Instagram ha encontrado la forma de resolver una de esas pequeñas frustraciones que sacaban de quicio a quien publica contenido con frecuencia. Ahora se podrá cambiar la música de las publicaciones y los carruseles que ya están en el perfil sin borrarlos ni volver a subirlos. La herramienta se llama Replace Audio y lo mejor es que respeta todo lo que la publicación ya había acumulado, es decir los «me gusta», los comentarios, las veces que se ha compartido y el alcance que había conseguido con el tiempo. Un alivio para quien no quería tirar por la borda meses de interacciones solo por actualizar la banda sonora.
La función aparece dentro de las opciones de edición de cada contenido. Basta con abrir el menú de la esquina superior derecha, entrar en «Editar» y elegir la nueva opción para sustituir el audio. Hasta ahora la única salida pasaba por eliminar el post y crearlo otra vez desde cero, con la pérdida de visibilidad e interacciones que eso suponía. Y hay más, porque el cambio de música podrá repetirse tantas veces como se quiera. Una misma publicación puede ir pasando por distintas canciones sin renunciar a nada de lo que ya tenía.

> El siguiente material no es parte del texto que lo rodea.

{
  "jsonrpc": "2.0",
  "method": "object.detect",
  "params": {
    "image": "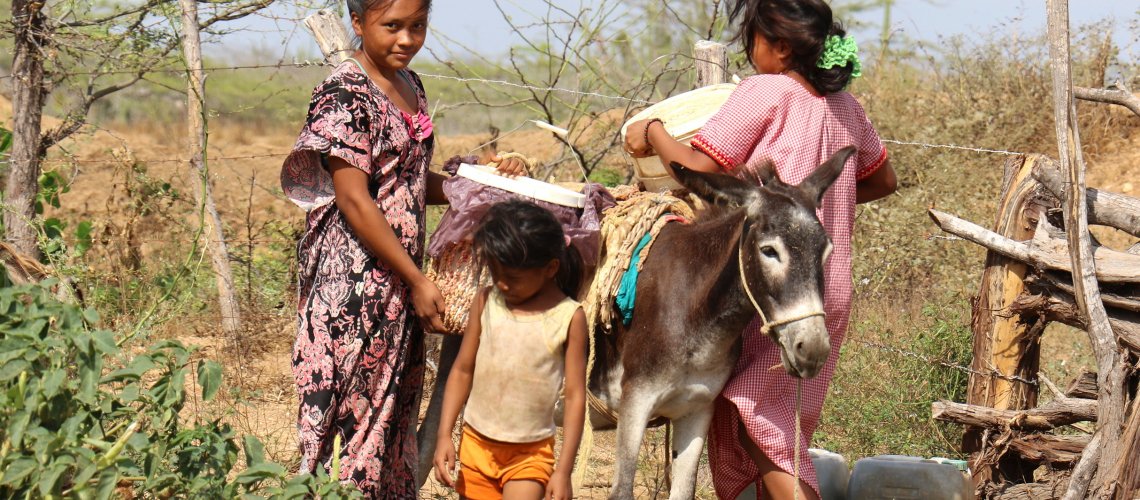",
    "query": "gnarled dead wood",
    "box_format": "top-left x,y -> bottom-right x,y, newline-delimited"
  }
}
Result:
1025,272 -> 1140,312
927,208 -> 1140,282
1108,397 -> 1140,500
1009,289 -> 1140,353
1008,434 -> 1092,465
930,397 -> 1097,431
1065,371 -> 1097,400
1073,82 -> 1140,116
984,482 -> 1065,500
962,156 -> 1058,483
1032,155 -> 1140,237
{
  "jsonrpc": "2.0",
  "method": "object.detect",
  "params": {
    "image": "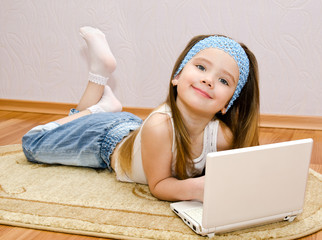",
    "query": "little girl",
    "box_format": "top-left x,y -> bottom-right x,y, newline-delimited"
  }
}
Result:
22,27 -> 259,201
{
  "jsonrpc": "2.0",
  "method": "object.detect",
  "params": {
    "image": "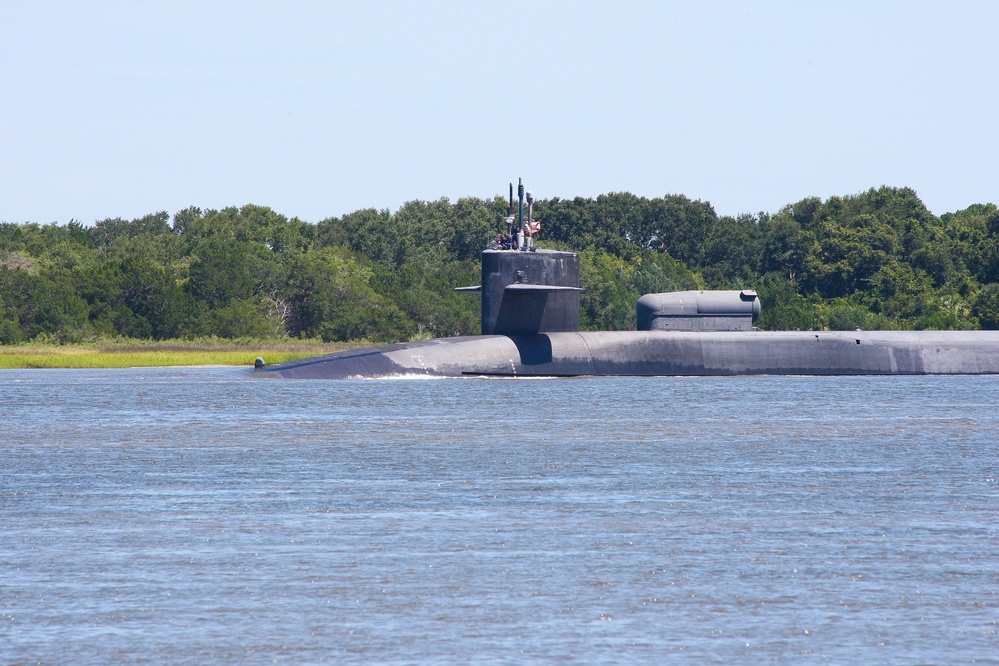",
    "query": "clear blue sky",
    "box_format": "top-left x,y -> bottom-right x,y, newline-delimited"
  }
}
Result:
0,0 -> 999,224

Qué gana quien publica y qué cambia para el usuario normal
La imagen o el vídeo permanecen intactos, lo que se adapta es solo la banda sonora, ya sea por gusto personal, por una campaña concreta o por el tema que esté triunfando en ese momento. Eso sí, conviene tener claro un punto que la propia compañía ha querido dejar claro. Sustituir la música no da por sí sola un empujón en el algoritmo. La publicación no se trata como recién subida ni recupera de forma automática posiciones en el feed. Lo que sí puede ocurrir es que, al asociarla a una canción de tendencia, el contenido se mantenga en sintonía con lo que se lleva en la plataforma y consiga una especie de segunda vida cuando vuelva a circular.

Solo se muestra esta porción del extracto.